I've noticed that often people sharing images with details in subject either:

— describe image (say in comments) shortly, because it's not convenient, or

— put description in comment with need to tell where to watch (e.g. top right
corner), far from image, or

— use some tool (Photoshop?) to embed description into image.

So I develop and recently released platform where users can describe details
of images and share link to it — DESCRiBE
([https://www.descr.be](https://www.descr.be))

I've added sample posts to explore possible use cases:

— Lunar features (craters and seas) —
[https://www.descr.be/posts/2](https://www.descr.be/posts/2)

— Manhattan skyline —
[https://www.descr.be/posts/3](https://www.descr.be/posts/3)

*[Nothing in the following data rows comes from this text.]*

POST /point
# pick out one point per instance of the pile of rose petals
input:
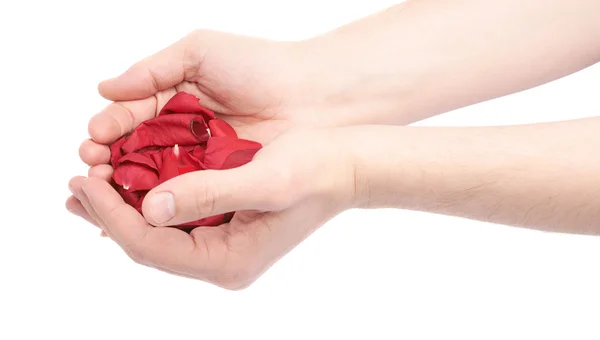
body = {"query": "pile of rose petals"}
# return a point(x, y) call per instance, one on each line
point(183, 137)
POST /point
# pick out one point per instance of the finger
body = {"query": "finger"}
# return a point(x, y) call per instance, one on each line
point(120, 118)
point(92, 153)
point(74, 206)
point(160, 71)
point(75, 186)
point(201, 194)
point(168, 248)
point(102, 171)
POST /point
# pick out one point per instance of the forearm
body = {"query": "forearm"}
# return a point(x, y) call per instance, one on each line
point(542, 176)
point(425, 57)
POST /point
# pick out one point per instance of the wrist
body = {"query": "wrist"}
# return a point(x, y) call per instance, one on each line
point(349, 86)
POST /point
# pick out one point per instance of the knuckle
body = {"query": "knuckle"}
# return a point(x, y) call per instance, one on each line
point(282, 196)
point(236, 275)
point(206, 198)
point(234, 279)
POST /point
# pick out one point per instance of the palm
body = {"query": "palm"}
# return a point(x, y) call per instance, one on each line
point(258, 125)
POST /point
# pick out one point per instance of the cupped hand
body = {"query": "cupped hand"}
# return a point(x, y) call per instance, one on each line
point(294, 185)
point(256, 85)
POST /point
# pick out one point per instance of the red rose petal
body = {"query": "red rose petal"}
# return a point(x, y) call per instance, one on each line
point(226, 153)
point(163, 131)
point(220, 128)
point(138, 158)
point(200, 129)
point(186, 103)
point(177, 164)
point(115, 151)
point(135, 176)
point(131, 197)
point(184, 137)
point(198, 153)
point(211, 221)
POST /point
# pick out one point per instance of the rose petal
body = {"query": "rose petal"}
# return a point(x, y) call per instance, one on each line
point(200, 129)
point(198, 153)
point(211, 221)
point(138, 158)
point(135, 176)
point(163, 131)
point(177, 164)
point(131, 197)
point(226, 153)
point(220, 128)
point(186, 103)
point(115, 151)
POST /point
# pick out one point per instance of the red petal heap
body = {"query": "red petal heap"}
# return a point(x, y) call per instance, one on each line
point(184, 137)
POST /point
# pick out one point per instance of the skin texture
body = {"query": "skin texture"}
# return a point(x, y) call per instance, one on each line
point(415, 60)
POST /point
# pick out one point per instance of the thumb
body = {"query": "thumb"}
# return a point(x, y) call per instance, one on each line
point(157, 72)
point(205, 193)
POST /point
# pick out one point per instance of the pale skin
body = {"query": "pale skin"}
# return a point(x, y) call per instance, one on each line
point(309, 101)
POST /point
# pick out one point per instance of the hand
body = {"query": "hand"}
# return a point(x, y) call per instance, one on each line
point(253, 83)
point(292, 186)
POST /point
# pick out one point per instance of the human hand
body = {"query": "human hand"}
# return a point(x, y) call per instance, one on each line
point(291, 187)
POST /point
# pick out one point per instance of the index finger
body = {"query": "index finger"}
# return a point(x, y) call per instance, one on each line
point(120, 118)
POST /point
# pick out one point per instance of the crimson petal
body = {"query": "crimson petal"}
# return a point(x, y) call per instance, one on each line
point(177, 164)
point(186, 103)
point(162, 131)
point(220, 128)
point(226, 153)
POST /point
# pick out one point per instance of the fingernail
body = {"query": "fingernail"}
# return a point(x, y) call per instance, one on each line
point(161, 207)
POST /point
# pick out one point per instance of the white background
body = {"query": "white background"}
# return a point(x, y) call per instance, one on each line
point(371, 274)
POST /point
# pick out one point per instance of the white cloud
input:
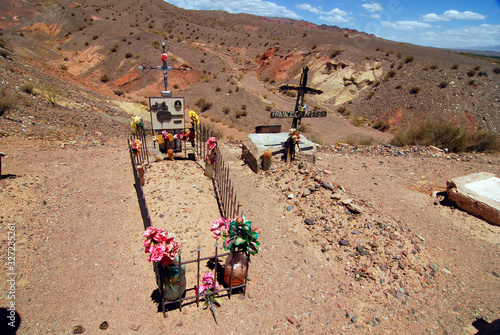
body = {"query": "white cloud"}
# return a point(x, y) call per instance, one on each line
point(334, 19)
point(406, 25)
point(372, 7)
point(464, 37)
point(335, 15)
point(452, 15)
point(256, 7)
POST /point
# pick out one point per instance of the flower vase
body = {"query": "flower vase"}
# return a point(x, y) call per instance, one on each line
point(209, 166)
point(239, 269)
point(174, 280)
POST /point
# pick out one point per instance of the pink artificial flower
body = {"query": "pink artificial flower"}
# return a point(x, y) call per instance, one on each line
point(220, 227)
point(211, 143)
point(208, 283)
point(147, 245)
point(161, 235)
point(150, 231)
point(157, 252)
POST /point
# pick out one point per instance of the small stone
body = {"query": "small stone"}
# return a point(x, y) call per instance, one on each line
point(336, 196)
point(362, 251)
point(309, 222)
point(353, 208)
point(434, 266)
point(78, 330)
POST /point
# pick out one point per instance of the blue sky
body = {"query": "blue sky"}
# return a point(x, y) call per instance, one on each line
point(435, 23)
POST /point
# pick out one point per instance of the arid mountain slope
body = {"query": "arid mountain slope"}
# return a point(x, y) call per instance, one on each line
point(366, 78)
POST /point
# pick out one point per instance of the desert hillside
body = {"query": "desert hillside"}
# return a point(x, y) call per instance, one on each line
point(238, 62)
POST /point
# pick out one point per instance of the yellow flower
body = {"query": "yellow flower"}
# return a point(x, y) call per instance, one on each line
point(194, 117)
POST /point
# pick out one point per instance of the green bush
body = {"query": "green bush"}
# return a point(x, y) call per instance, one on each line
point(443, 84)
point(7, 101)
point(203, 104)
point(415, 89)
point(51, 93)
point(446, 135)
point(27, 87)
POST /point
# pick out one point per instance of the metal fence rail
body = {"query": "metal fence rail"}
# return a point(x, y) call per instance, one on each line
point(146, 219)
point(142, 156)
point(229, 206)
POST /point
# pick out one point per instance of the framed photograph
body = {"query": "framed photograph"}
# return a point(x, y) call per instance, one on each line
point(166, 113)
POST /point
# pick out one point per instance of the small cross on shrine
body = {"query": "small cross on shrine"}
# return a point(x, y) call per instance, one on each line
point(299, 111)
point(164, 68)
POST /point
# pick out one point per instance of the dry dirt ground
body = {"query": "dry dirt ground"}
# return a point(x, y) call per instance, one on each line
point(407, 264)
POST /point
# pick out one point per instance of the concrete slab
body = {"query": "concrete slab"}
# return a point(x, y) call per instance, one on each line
point(478, 194)
point(255, 144)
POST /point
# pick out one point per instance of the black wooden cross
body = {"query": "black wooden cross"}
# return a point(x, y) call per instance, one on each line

— University of Oxford aerial —
[https://www.descr.be/posts/25](https://www.descr.be/posts/25)

— Few reef fishes —
[https://www.descr.be/posts/4](https://www.descr.be/posts/4)

— Stuff for filmmaking —
[https://www.descr.be/posts/6](https://www.descr.be/posts/6)

— Notebook stickers —
[https://www.descr.be/posts/1](https://www.descr.be/posts/1)

I invite you to check it, tell what you think and remember to use, when you’ll
need to annotate something — describe it and share a link.

Hope it will be useful and make Internet a better place.

Near future plans:

\+ allow links,

– stick annotations while scrolling tall images,

– adopt for small screens,

– add categories.